Version 8 of global

Updated 2012-12-01 04:29:54 by RLE

global - Access global variables http://www.purl.org/tcl/home/man/tcl8.5/TclCmd/global.htm

global varname ?varname ...?

This command is ignored unless a Tcl procedure is being interpreted. If so then it declares the given varname's to be global variables rather than local ones. Global variables are variables in the global namespace. For the duration of the current procedure (and only while executing in the current procedure), any reference to any of the varnames will refer to the global variable by the same name. (from: Tcl Help)
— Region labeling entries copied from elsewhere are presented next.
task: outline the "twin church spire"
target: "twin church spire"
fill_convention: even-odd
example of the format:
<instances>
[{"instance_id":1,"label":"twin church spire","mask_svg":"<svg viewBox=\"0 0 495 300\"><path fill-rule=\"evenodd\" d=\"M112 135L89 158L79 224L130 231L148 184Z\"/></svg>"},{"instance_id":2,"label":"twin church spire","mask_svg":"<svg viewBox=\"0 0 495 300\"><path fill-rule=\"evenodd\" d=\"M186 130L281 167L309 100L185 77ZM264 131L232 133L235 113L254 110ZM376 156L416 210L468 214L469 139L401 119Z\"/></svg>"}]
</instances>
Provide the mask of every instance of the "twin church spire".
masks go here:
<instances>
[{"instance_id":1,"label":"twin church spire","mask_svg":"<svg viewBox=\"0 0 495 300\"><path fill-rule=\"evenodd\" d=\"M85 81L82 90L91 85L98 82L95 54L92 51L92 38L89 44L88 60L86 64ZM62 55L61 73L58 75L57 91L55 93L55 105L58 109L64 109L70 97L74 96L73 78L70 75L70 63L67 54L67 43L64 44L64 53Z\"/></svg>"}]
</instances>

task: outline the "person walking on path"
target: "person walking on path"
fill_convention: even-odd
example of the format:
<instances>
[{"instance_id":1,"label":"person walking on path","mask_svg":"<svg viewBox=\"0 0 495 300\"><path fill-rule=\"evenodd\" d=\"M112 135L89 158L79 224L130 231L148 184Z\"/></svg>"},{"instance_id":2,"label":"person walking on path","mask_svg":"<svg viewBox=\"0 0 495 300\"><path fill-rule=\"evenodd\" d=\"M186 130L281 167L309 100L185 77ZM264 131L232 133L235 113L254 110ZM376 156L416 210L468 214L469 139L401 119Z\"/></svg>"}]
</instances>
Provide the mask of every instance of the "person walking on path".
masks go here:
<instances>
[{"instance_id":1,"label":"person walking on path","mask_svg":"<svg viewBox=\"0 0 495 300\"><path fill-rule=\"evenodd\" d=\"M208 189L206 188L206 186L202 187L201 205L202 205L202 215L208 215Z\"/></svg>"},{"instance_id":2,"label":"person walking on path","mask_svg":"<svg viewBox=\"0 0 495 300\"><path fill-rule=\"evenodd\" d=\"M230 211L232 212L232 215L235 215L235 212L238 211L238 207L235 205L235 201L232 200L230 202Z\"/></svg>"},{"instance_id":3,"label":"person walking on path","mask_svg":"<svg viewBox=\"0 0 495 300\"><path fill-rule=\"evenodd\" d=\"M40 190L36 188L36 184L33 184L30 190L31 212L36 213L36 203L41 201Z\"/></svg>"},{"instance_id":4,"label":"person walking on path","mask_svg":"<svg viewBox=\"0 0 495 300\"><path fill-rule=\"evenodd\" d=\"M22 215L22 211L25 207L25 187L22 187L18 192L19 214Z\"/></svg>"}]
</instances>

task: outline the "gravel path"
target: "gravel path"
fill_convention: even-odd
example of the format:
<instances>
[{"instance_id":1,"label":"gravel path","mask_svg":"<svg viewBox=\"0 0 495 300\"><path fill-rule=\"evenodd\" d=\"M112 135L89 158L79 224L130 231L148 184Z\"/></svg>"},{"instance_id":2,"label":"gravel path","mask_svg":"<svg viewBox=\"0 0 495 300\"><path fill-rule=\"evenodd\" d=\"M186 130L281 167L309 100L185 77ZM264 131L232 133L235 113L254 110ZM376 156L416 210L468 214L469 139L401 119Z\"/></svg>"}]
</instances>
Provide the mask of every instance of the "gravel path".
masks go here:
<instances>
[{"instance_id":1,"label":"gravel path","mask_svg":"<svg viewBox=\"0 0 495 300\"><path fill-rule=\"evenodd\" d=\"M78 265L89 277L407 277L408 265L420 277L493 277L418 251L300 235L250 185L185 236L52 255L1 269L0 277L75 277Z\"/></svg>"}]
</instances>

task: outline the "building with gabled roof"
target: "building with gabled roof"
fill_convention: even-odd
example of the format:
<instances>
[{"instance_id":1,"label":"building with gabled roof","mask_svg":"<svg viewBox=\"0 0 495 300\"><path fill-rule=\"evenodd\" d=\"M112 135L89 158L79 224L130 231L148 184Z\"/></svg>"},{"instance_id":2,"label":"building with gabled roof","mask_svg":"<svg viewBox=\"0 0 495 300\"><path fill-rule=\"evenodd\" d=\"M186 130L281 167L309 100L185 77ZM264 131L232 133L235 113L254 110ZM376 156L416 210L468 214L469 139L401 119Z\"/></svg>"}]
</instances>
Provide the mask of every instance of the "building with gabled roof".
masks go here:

Globals are expensive if you call them only a few times in the proc - the cost of the initial linking to a local variable weighs heavily; they are quite fast if you use them a lot (the breakeven seems to be around 15 reads ...). For fewer calls, use fully qualified variable names (::name) instead. (from: Can you run this benchmark 10 times faster)
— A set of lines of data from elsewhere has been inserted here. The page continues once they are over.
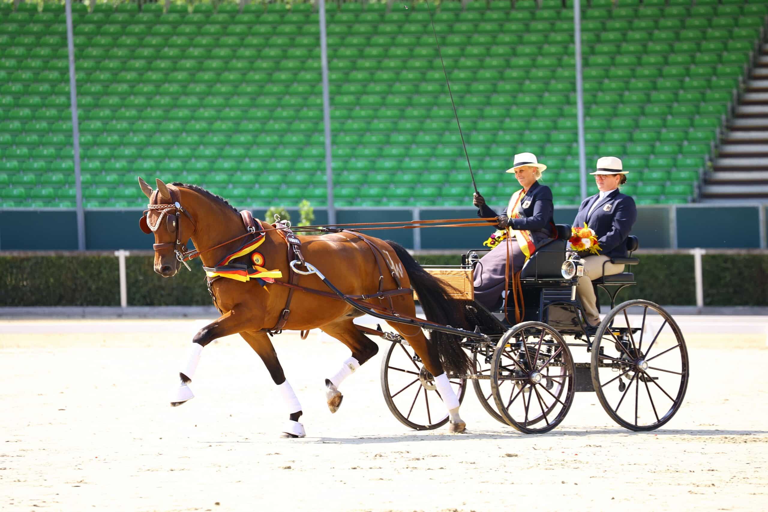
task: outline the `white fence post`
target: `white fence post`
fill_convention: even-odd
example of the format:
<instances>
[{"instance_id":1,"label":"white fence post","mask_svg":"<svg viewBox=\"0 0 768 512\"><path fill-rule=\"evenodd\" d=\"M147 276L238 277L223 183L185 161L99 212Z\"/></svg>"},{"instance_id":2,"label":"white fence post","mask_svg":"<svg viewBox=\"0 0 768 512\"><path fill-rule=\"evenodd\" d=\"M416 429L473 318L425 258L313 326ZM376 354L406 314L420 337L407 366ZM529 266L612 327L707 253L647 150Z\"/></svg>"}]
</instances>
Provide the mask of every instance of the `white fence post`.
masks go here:
<instances>
[{"instance_id":1,"label":"white fence post","mask_svg":"<svg viewBox=\"0 0 768 512\"><path fill-rule=\"evenodd\" d=\"M704 307L704 278L701 271L701 256L707 253L703 249L697 247L690 251L694 255L694 277L696 280L696 309L700 313Z\"/></svg>"},{"instance_id":2,"label":"white fence post","mask_svg":"<svg viewBox=\"0 0 768 512\"><path fill-rule=\"evenodd\" d=\"M125 308L128 306L128 285L125 278L125 256L131 256L131 253L121 249L114 251L114 256L118 256L118 265L120 267L120 307Z\"/></svg>"}]
</instances>

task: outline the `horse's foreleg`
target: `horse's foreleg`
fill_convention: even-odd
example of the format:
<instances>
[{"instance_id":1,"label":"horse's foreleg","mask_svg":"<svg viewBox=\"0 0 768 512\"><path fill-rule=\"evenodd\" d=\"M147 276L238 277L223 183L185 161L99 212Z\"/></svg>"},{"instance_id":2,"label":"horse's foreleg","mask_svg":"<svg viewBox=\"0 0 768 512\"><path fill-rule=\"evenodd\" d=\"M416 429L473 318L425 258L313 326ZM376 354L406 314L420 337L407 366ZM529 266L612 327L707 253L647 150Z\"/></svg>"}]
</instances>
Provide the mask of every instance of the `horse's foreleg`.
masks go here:
<instances>
[{"instance_id":1,"label":"horse's foreleg","mask_svg":"<svg viewBox=\"0 0 768 512\"><path fill-rule=\"evenodd\" d=\"M189 383L194 378L194 374L197 372L197 365L203 353L203 348L217 338L247 330L252 322L253 319L250 316L233 309L227 312L197 332L197 334L192 339L192 348L190 350L189 357L185 362L182 363L179 371L181 382L171 395L170 405L173 407L180 405L187 400L194 398L194 394L190 389Z\"/></svg>"},{"instance_id":2,"label":"horse's foreleg","mask_svg":"<svg viewBox=\"0 0 768 512\"><path fill-rule=\"evenodd\" d=\"M251 332L240 332L243 339L248 342L250 348L259 355L264 365L266 367L272 380L277 385L277 392L280 398L285 403L285 407L288 413L288 421L283 427L283 438L303 438L306 435L304 431L304 425L299 422L301 418L301 404L299 398L293 392L293 388L286 380L285 374L283 372L283 366L277 358L277 353L272 345L272 340L265 332L259 331Z\"/></svg>"},{"instance_id":3,"label":"horse's foreleg","mask_svg":"<svg viewBox=\"0 0 768 512\"><path fill-rule=\"evenodd\" d=\"M379 352L379 345L355 327L352 319L323 325L320 329L346 345L352 351L352 357L347 358L339 370L326 379L326 400L331 412L336 412L341 405L343 395L339 386L345 378L351 375L364 362Z\"/></svg>"},{"instance_id":4,"label":"horse's foreleg","mask_svg":"<svg viewBox=\"0 0 768 512\"><path fill-rule=\"evenodd\" d=\"M421 358L422 362L424 363L427 370L434 376L434 382L435 386L437 388L437 392L440 395L442 403L445 405L445 408L448 409L448 415L450 418L449 420L449 429L450 431L455 433L463 432L466 428L467 424L458 415L458 406L460 405L458 397L453 392L451 383L448 380L448 375L445 375L445 372L442 369L442 365L440 363L440 357L437 348L429 342L429 340L424 335L421 329L414 325L406 325L396 322L388 322L387 323L397 331L401 336L408 340L409 344L419 357Z\"/></svg>"}]
</instances>

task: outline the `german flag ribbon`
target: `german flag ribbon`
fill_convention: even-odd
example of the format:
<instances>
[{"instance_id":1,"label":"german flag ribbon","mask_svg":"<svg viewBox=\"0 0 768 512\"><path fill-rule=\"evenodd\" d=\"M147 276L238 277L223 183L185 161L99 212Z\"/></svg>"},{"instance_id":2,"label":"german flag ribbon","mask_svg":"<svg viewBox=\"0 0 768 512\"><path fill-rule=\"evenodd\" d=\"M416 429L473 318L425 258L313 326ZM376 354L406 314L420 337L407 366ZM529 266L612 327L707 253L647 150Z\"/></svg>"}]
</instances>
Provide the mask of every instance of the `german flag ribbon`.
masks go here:
<instances>
[{"instance_id":1,"label":"german flag ribbon","mask_svg":"<svg viewBox=\"0 0 768 512\"><path fill-rule=\"evenodd\" d=\"M509 200L509 208L507 209L507 216L510 219L520 218L520 200L525 195L525 192L524 189L520 189L512 195L512 198ZM527 230L513 230L511 228L509 228L509 230L515 236L515 239L518 241L520 250L525 255L525 260L528 261L528 259L536 250L536 244L533 243L533 239L531 238L531 232Z\"/></svg>"}]
</instances>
Globbing globals: Want to import several globals in one go, with glob wildcards (similar to the public statement in VB)? This comes from David Cuthbert (mailto:[email protected] ):

    proc globalpat {args} {
        foreach pattern $args {
            set varnames [info globals $pattern]
            if {[llength $varnames] != 0} {
               uplevel 1 global $varnames
            }
        }
    }

To use:

    proc hello {} {
        globalpat *tcl*
        puts $tcl_patchLevel
    }
  % hello
  8.2.2

Using the variable command in place of [global] is often good practice, even when the variable is global. If you later decide that you want to encapsulate a group of globals in a namespace, you can do so easily. If you have something like:

   proc myProc {} {
       global myvar1
       global myvar2
       # ...
   }

you have to go off and edit a bunch of code if you later decide that myProc and its associated variables should be in a namespace. If instead you say:

   proc myProc {} {
       variable myvar1
       variable myvar2
       # ...
   }

the variables are still global, but the procedure becomes easy to encapsulate: just wrap it in [namespace eval]:

   namespace eval myNamespace {
       proc myProc {} {
           variable myvar1
           variable myvar2
           # ...
       }
   }

and now myvar1 and myvar2 are namespace variables. In general, you should use [global] only when you have a particular reason to make a variable global -- such as making it the text variable of a widget. Even then, consider something like:

    label .path.to.label -textvariable [namespace current]::varName

LV July 7, 2003 In the above discussion, we see variable recommended over global. Is variable better to use than the '::name'' notation as well?

DGP July 7, 2003 For the purpose we are discussing, yes. If you want to keep a body of code free to move from one namespace to another, you should use relative variable names, and make use of [variable] and [namespace which -variable] to set up scope and generate fully qualified names as needed.